Again, look up like Branson, Necker’s salvator mundi, not down, at his debt to generous British taxpayers. Think interplanetary laser thingies, like Yuri Milner, not the sublunary Gazprom money he once invested in Facebook and Twitter. Tweet inspirational spacey bollocks, like Jain – “You can have, be, or do anything; there are no limits” – not pedestrian explanations of his lawsuit-decorated business career.
Hypothesis one: even Philip Green, if he aimed at the moon, and not Monaco, could yet restore some of his former pomp. Look up to the stars, Sir Philip, not down, at the BHS pensioners.
Hypothesis two: the more hilariously inflated the plutocratic space ambition, the less critical will be the public response. Musk’s “Making Humans a Multi-Planetary Species”, with its fleeting glimpses of life in Elonville (or whatever he decides to call his “self-sustaining city”) is a document confidently unconcerned by the existence of international legislation designed to protect planets from human contamination. “It would be quite fun to be on Mars,” he predicts. “You would be able to lift heavy things and bound around.”
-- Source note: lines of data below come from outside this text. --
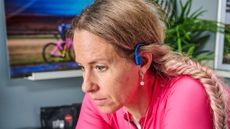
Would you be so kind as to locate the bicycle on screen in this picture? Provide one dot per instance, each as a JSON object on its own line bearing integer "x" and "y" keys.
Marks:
{"x": 59, "y": 51}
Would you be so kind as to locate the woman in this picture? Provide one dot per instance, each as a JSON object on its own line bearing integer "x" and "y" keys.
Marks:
{"x": 133, "y": 80}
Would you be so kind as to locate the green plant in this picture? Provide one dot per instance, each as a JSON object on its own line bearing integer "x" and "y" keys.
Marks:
{"x": 186, "y": 32}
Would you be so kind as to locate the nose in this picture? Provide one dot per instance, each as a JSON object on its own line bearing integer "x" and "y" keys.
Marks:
{"x": 88, "y": 84}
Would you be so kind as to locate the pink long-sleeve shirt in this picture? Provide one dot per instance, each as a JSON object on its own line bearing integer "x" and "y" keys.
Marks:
{"x": 180, "y": 103}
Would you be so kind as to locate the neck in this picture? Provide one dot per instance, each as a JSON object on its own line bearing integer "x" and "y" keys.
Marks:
{"x": 139, "y": 103}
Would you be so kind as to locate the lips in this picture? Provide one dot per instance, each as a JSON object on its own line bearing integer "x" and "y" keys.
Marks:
{"x": 100, "y": 101}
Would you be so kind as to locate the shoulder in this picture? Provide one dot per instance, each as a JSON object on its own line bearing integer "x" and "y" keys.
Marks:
{"x": 186, "y": 89}
{"x": 185, "y": 84}
{"x": 187, "y": 105}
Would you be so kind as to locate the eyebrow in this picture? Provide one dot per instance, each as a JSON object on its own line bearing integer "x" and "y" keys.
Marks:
{"x": 94, "y": 61}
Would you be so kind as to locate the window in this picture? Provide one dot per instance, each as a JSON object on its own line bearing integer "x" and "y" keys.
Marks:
{"x": 222, "y": 52}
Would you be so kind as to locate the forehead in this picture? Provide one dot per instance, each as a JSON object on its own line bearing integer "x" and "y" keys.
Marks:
{"x": 89, "y": 47}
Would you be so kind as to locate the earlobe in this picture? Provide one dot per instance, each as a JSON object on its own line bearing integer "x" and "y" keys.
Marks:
{"x": 146, "y": 62}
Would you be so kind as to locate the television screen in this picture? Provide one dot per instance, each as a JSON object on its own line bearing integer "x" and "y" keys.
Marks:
{"x": 37, "y": 35}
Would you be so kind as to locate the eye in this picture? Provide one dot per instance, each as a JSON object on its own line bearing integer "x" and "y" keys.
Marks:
{"x": 82, "y": 68}
{"x": 101, "y": 68}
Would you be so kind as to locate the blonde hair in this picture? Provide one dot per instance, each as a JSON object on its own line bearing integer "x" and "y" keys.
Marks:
{"x": 124, "y": 23}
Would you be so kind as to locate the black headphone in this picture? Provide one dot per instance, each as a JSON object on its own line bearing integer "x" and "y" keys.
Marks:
{"x": 138, "y": 58}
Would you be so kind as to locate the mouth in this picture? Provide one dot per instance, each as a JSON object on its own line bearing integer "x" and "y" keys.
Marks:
{"x": 100, "y": 101}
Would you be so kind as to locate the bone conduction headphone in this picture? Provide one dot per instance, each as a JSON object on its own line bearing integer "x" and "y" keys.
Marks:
{"x": 138, "y": 58}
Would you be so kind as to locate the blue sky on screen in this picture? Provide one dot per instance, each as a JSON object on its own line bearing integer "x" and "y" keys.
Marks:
{"x": 46, "y": 7}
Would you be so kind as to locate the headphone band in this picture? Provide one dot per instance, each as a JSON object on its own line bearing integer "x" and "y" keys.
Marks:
{"x": 138, "y": 58}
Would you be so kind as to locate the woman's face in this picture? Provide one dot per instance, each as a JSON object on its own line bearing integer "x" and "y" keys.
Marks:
{"x": 110, "y": 80}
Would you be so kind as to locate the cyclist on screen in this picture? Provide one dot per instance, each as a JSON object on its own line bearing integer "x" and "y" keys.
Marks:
{"x": 62, "y": 29}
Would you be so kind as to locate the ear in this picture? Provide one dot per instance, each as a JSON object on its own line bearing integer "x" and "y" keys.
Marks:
{"x": 146, "y": 61}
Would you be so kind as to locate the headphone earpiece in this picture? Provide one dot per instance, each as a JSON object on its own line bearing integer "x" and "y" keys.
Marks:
{"x": 138, "y": 58}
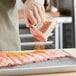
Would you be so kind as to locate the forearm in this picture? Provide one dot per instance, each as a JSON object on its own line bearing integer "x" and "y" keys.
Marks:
{"x": 38, "y": 1}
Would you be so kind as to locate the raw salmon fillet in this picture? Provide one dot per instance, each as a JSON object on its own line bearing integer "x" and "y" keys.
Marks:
{"x": 8, "y": 59}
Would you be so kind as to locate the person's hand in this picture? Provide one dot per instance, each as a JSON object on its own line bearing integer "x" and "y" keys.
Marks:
{"x": 34, "y": 11}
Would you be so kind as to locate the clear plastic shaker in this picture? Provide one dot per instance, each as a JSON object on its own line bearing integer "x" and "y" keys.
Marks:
{"x": 42, "y": 30}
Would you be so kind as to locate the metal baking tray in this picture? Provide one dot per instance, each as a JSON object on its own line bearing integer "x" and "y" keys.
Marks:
{"x": 66, "y": 64}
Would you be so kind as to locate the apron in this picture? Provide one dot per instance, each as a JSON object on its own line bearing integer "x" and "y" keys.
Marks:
{"x": 9, "y": 27}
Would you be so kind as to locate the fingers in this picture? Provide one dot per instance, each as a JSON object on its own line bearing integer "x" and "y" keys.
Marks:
{"x": 31, "y": 19}
{"x": 40, "y": 11}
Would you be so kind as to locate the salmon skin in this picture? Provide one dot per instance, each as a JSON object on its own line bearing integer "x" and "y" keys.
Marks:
{"x": 8, "y": 59}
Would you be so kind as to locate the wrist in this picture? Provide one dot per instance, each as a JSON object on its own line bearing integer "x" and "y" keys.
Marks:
{"x": 35, "y": 1}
To planet Amazon Prime, then, or to Musk’s Elonia? Hard to choose. Especially when Musk writes, magnanimously: “I actually have nothing against going to the moon.” Either way, the adventurous traveller will find more practical detail in the pages of Jean de Brunhoff’s Babar the King, in which the elephant founds and builds Celesteville.
Musk does, however, seem aware of certain ethical objections to his priorities. “Life cannot just be about solving one sad problem after another,” he tweets. Why can’t it be? The answer, perhaps, is Bill and Melinda Gates. Compare the levels of excitement around their vaccines with the fuss made of Musk when he wittily dumps a car in space, or of Bezos, when he proposes state subsidy for his vanity space settlements. We are all in the gutter, but some of us are looking at never to be repeated investment opportunities.